The family of Fernando Villavicencio, the candidate for the presidency of Ecuador assassinated on August 9, denounced the State for the crime of “murder by intentional omission,” the family reported at a press conference held in Quito.
The Ecuadorian Prosecutor’s Office confirmed to CNN this Friday that they received the family’s complaint.
“They had to watch over the life of Fernando Villavicencio, knowing that he was a journalist who had many threats,” said the family’s lawyer, Marco Yaulema.
The family argues that there was an abandonment despite the fact that the candidate of the Construye movement indicated in the past that he had received threats from various criminal groups that, according to him, controlled the Ecuadorian State.
The Electoral Council of Ecuador approves the presidential candidacy of Christian Zurita as a replacement for Fernando Villavicencio
The complaint includes President Guillermo Lasso and the Minister of the Interior, Juan Zapata.
In a press conference, Zapata said this Friday that two internal investigations were opened in the Police in which it will be determined if the procedures and preventive actions were complied with. The results of this report could be ready next week, he estimated.

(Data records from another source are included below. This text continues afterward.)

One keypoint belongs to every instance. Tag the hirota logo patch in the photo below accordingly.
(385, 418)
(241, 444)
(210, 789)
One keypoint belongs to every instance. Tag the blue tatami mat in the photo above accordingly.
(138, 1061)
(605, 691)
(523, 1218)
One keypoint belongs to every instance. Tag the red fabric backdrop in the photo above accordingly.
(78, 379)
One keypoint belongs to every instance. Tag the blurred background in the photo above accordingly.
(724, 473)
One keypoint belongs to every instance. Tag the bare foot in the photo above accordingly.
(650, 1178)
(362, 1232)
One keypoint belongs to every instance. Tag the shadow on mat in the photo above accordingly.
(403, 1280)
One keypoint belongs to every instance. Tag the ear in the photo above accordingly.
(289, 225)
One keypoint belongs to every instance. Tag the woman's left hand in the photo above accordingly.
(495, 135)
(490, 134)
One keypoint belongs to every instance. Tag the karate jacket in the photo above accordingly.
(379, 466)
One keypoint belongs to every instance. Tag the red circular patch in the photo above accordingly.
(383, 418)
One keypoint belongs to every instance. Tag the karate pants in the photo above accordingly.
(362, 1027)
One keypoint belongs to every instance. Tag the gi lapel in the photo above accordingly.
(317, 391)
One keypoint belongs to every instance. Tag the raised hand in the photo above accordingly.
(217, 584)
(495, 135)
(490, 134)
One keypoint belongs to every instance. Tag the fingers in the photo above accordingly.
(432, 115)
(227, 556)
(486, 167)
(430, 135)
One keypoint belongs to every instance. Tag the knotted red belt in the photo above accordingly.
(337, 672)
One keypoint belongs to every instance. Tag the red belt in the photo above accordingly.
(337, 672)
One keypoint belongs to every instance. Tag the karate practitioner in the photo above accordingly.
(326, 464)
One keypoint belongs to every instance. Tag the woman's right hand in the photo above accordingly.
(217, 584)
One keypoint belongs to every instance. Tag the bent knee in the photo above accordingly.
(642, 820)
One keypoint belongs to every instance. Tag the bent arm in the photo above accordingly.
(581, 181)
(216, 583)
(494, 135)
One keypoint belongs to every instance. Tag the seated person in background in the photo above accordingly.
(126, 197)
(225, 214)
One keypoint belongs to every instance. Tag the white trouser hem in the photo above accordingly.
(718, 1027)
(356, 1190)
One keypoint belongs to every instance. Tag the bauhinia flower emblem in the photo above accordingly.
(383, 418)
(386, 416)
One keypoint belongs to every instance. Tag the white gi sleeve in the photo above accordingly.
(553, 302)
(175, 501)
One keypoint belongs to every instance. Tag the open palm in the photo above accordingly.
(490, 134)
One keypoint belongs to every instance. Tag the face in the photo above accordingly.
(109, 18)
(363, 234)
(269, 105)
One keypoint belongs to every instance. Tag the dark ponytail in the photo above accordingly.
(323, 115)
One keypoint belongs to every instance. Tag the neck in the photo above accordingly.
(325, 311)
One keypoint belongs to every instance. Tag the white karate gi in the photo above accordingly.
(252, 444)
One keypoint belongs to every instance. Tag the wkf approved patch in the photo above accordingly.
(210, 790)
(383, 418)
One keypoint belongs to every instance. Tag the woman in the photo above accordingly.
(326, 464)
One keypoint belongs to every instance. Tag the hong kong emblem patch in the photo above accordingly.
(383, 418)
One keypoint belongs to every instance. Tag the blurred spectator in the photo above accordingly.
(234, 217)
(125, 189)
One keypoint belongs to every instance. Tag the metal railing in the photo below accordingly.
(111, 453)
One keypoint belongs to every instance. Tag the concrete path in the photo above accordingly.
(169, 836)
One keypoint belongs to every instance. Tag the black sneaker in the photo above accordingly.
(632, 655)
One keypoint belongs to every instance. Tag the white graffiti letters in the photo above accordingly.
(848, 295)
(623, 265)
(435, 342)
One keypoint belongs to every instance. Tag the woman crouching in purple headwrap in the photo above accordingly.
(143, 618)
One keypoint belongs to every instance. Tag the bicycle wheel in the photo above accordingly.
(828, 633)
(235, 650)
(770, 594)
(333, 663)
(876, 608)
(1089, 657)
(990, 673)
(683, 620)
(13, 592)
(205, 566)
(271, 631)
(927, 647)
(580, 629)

Regarding the complaint, the minister said that they respect the family’s decision and that they are within their rights: “If they have believed that it is necessary, we can only respond through the legal basis that we have.”
Patricia Barragan and Patricia Villavicencio, sister of Fernando Villavicencio, during a press conference in which they announced that they filed a lawsuit against the Ecuadorian state. (Credit: MARTIN BERNETTI/AFP via Getty Images)
This Friday, the Government of President Guillermo Lasso said in a statement that it considered “unacceptable” that the actions of the Ecuadorian authorities regarding the security of Villavicencio be considered “premeditated in order to abandon a presidential candidate “.
The Lasso government added that it rejected the complaints and asked that “the case not be politicized and that the justice system be allowed to move forward with the investigations and reach a procedural truth.”
Villavicencio was assassinated on August 9 as he was leaving a rally in Quito. So far, authorities have arrested six people allegedly linked to the crime.